Auch wenn die Erholung nicht einheitlich verlaufen wird und eine erneute Volatilität wahrscheinlich ist, bietet der Pull-to-par-Effekt einen enormen Vorteil gegenüber anderen Anlageklassen, was man auch während der grossen Finanzkrise gesehen hat. Bei nichtzyklischen kurzfristigen Unternehmensanleihen mit Investment Grade, wo die Zentralbanken am aktivsten sind, hat die Erholung bereits stattgefunden.

Wir sehen Gelegenheiten bei längerfristigen Unternehmensanleihen, teilweise abgesichert gegenüber Zinsveränderungen, und bei «Fallen Angels», Unternehmensanleihen der Schwellenländer mit höherer Bonität sowie einigen Wandelanleihen, die nahe am Bond-Floor notieren.

Wir sind weiterhin eher konservativ aufgestellt, wenn es um sehr bonitätsschwache hochverzinsliche Anleihen- und einige zyklische Sektoren geht, da wir mit höheren Zahlungsausfällen rechnen.

Und was ist mit der Diversifikation?

Die Asset-Management-Branche neigt dazu, die Diversifikation positiv hervorzuheben.
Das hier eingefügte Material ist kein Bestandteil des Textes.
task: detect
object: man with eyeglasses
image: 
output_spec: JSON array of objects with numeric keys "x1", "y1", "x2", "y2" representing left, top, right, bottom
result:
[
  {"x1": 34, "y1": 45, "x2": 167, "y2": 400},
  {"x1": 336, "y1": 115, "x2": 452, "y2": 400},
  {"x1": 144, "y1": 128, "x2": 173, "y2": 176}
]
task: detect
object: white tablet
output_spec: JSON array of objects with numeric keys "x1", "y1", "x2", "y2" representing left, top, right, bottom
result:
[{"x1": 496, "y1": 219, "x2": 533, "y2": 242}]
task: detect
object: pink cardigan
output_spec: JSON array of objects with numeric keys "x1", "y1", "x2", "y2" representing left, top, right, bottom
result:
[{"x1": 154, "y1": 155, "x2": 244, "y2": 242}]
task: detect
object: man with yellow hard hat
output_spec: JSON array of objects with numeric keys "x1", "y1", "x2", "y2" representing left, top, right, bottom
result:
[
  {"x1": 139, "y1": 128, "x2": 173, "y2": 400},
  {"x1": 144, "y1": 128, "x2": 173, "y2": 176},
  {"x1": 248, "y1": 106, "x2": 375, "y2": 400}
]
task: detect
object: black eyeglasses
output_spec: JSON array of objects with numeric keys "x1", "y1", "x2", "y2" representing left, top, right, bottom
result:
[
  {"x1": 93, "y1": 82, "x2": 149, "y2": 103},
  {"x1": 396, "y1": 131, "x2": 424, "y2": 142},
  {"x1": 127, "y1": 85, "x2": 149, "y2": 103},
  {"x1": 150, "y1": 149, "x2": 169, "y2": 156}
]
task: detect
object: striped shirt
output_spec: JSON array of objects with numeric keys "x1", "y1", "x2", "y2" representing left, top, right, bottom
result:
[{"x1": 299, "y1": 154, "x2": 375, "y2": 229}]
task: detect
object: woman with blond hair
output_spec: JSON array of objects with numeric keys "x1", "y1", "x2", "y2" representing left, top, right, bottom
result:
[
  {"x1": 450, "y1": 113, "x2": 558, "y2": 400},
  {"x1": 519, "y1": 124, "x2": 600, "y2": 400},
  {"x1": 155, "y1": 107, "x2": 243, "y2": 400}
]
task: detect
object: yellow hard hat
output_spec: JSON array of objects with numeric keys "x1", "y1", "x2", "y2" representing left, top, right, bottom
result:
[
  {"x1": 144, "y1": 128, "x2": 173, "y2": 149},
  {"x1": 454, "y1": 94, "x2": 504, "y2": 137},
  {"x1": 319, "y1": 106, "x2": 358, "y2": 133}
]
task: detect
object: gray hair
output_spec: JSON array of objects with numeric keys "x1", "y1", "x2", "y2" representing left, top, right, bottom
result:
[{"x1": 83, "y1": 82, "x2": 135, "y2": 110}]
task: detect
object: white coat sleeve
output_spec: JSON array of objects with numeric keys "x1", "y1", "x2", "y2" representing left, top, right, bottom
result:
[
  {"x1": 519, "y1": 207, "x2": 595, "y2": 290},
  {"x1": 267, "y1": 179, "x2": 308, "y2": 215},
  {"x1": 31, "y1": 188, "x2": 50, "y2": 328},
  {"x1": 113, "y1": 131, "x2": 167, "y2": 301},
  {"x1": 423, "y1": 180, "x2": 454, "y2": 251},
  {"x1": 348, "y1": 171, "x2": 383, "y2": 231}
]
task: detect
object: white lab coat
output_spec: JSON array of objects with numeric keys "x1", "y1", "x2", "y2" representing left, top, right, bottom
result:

Aber gerade in einem Umfeld, das von einem starken Anstieg der Zahlungsausfälle geprägt sein könnte, ist sie von besonderer Bedeutung. Investmentfonds halten in der Regel 60 bis 200 Positionen, so dass die Anleger gut gegen den Ausfall eines einzelnen Emittenten geschützt sind.

Das macht sie strukturell sicherer als Einzelbestände im Kundendepot. Wir halten es für ratsam, mit einem diversifizierten Ansatz und über einen längeren Zeitraum in das Fixed-Income-Segment einzusteigen. Niemand kann das Markttief perfekt vorhersagen, aber viele der bereits erwähnten Dynamiken bewegen sich in die richtige Richtung. Unterdessen bieten die aktuellen Einstiegspunkte attraktive Niveaus, um sich in den kommenden Jahren bei rekordniedrigen Zinsen Renditen zu sichern.

Darüber hinaus ist ein aktives Management in diesem Umfeld entscheidend, um die Liquidität zu steuern und Anleihen mit sich verschlechternden Fundamentaldaten zu meiden.